Having played guitar and sung in doo-wop groups in high school, Reed studied poetry at Syracuse University under Delmore Schwartz, and had served as a radio DJ, hosting a late-night avant garde music program while at college. After graduating from Syracuse, he went to work for Pickwick Records in New York City, a low-budget record company that specialized in sound-alike recordings, as a songwriter and session musician. A fellow session player at Pickwick was John Cale; together with Sterling Morrison and Angus MacLise, they would form the Velvet Underground in 1965. After building a reputation on the avant garde music scene, they gained the attention of Andy Warhol, who became the band's manager; they in turn became something of a fixture at The Factory, Warhol's art studio, and served as his "house band" for various projects. The band released their first album, now with drummer Moe Tucker and featuring German singer Nico, in 1967, and parted ways with Warhol shortly thereafter. Following several lineup changes and three more little heard albums, Reed quit the band in 1970.

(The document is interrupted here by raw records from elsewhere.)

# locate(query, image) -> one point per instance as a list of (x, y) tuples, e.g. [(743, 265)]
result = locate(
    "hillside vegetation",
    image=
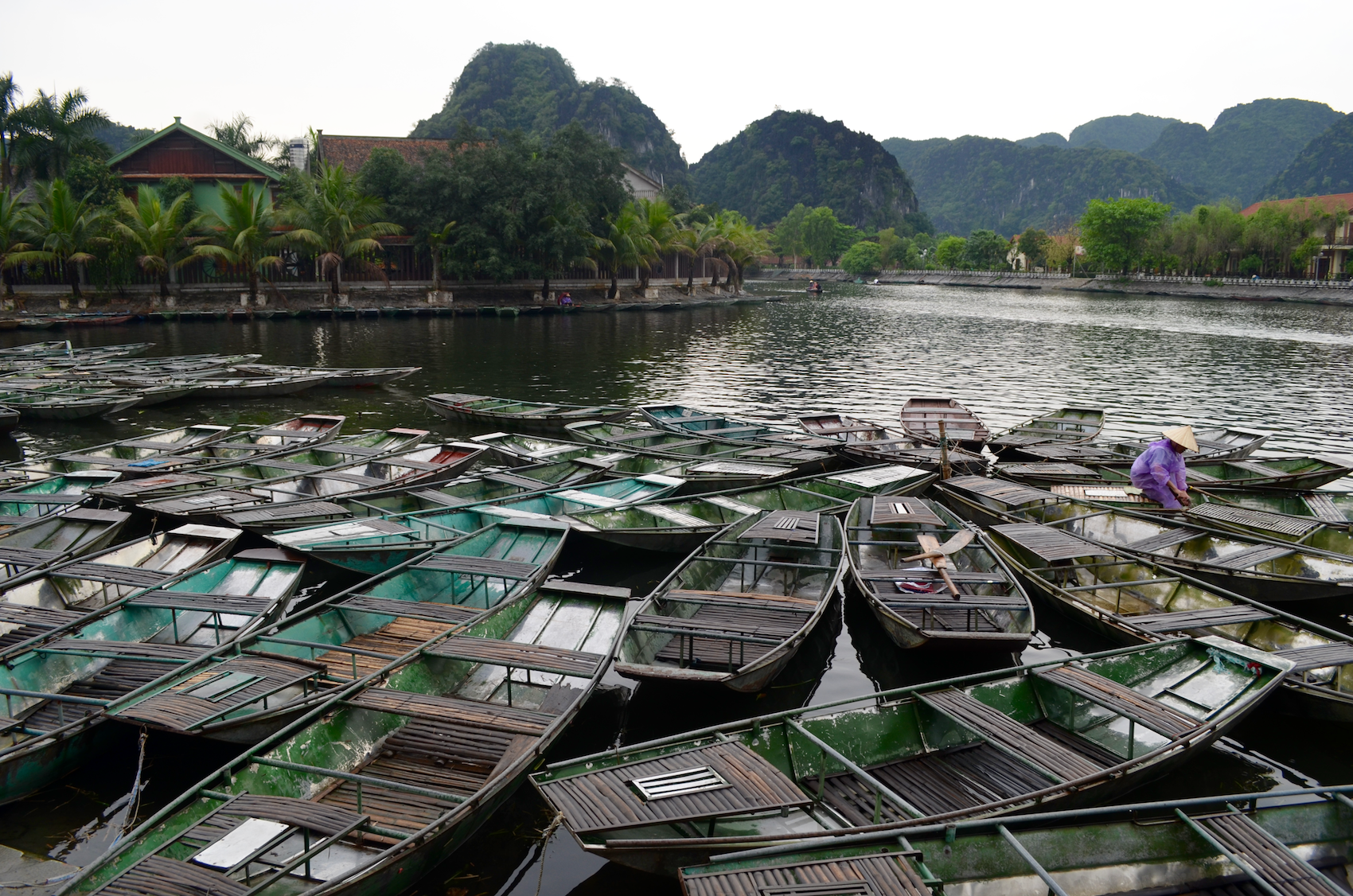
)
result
[(533, 88), (1245, 148), (797, 158)]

After leaving the band, Reed would go on to a much more commercially successful solo career, releasing twenty solo studio albums. His second, Transformer (1972), was produced by David Bowie and arranged by Mick Ronson, and brought him mainstream recognition. The album is considered an influential landmark of the glam rock genre, anchored by Reed's most successful single, "Walk on the Wild Side". After Transformer, the less commercial but critically acclaimed Berlin peaked at No. 7 on the UK Albums Chart. Rock 'n' Roll Animal (a live album released in 1974) sold strongly, and Sally Can't Dance (1974) peaked at No. 10 on the Billboard 200; but for a long period after, Reed's work did not translate into sales, leading him deeper into drug addiction and alcoholism. Reed cleaned up in the early 1980s, and gradually returned to prominence with The Blue Mask (1982) and New Sensations (1984), reaching a critical and commercial career peak with his 1989 album New York.
Reed participated in the re-formation of the Velvet Underground in the 1990s, and made several more albums, including a collaboration album with John Cale titled Songs for Drella which was a tribute to their former mentor Andy Warhol. Magic and Loss (1992) would become Reed's highest-charting album on the UK Albums Chart, peaking at No. 6.
He contributed music to two theatrical interpretations of 19th century writers, one of which he developed into an album titled The Raven. He married his third wife Laurie Anderson in 2008, and recorded the collaboration album Lulu with Metallica. He died in 2013 of liver disease. Reed has been inducted into the Rock and Roll Hall of Fame twice; as a member of the Velvet Underground in 1996 and as a solo act in 2015.